Bennett may have some other obstacles to overcome -- lack of governing experience, no military service, and the fact that we haven't had a president with a beard in a very long time -- but at least he doesn't have to worry about eligibility.

Bennett is a natural born citizen and by 2020 will have been 14 years a resident of the United States. He also has not held the office twice before. He won't be 35 years old on Election Day, but he will satisfy the 35-year-old clause of Article Two, Section 1 just 10 days later. Presidents only have to be 35 years old by Inauguration Day, so Bennett makes the cut.

The important question, then, becomes who he'll pick as his vice president. Some of the likely candidates aren't eligible. His brother Martellus, former teammate Marshawn Lynch and current teammates Russell Wilson and Richard Sherman are all too young, for example. Teammate Kam Chancellor has hit so many people so hard (WARNING: NSFW LYRICS) that his nickname is Bam Bam. Not exactly vice presidential material.

Seahawks coach Pete Carroll, though, might be able to help Bennett carry California -- he was born there and won two national championships with Southern California. That's a huge state for the electoral college.

Bennett's controversial stance of holding the assassination of John F. Kennedy against Matthew Stafford because he's from Dallas could cost him the state of Texas, though, and he seems unlikely to carry Arizona (Cardinals rivalry) and/or Wisconsin (Packers rivalry). He called Ryan Tannehill mediocre, so that could either cost or win him Florida, depending on how Dolphins feel about him four years from now.

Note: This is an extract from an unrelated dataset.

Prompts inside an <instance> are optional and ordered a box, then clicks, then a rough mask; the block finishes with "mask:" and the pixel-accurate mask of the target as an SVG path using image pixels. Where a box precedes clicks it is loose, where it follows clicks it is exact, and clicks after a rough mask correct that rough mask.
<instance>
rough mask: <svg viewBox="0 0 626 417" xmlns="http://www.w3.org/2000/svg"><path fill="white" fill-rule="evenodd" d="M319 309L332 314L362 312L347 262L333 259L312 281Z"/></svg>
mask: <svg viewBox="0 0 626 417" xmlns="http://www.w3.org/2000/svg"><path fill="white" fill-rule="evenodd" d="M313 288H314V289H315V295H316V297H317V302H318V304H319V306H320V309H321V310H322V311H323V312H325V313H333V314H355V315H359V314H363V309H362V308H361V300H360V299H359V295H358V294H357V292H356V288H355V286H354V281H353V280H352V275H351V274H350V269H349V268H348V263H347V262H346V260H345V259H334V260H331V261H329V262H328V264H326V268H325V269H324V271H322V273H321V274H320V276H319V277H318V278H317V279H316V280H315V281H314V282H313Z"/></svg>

Bennett has mentioned in the past that he respects Tom Brady, so that could put Massachusetts in play. Come to think of it, Bennett could probably lock down most of New England simply by asking Brady to be his VP. But considering Brady had a "Make America Great Again" hat in his locker last year and Bennett appears to not be a fan of Donald Trump, that might not work out so well.

No matter who he picks, Bennett will also have to put together a strong campaign staff and hit the road to give policy speeches and stump for down-ticket candidates in 2020. He won't really be able to do that if he's still playing NFL games starting in August, so he'll have to basically have the race locked up by the start of training camp if he really wants to win, and that's assuming he can even earn the nomination.

In other words, he has a tough road ahead.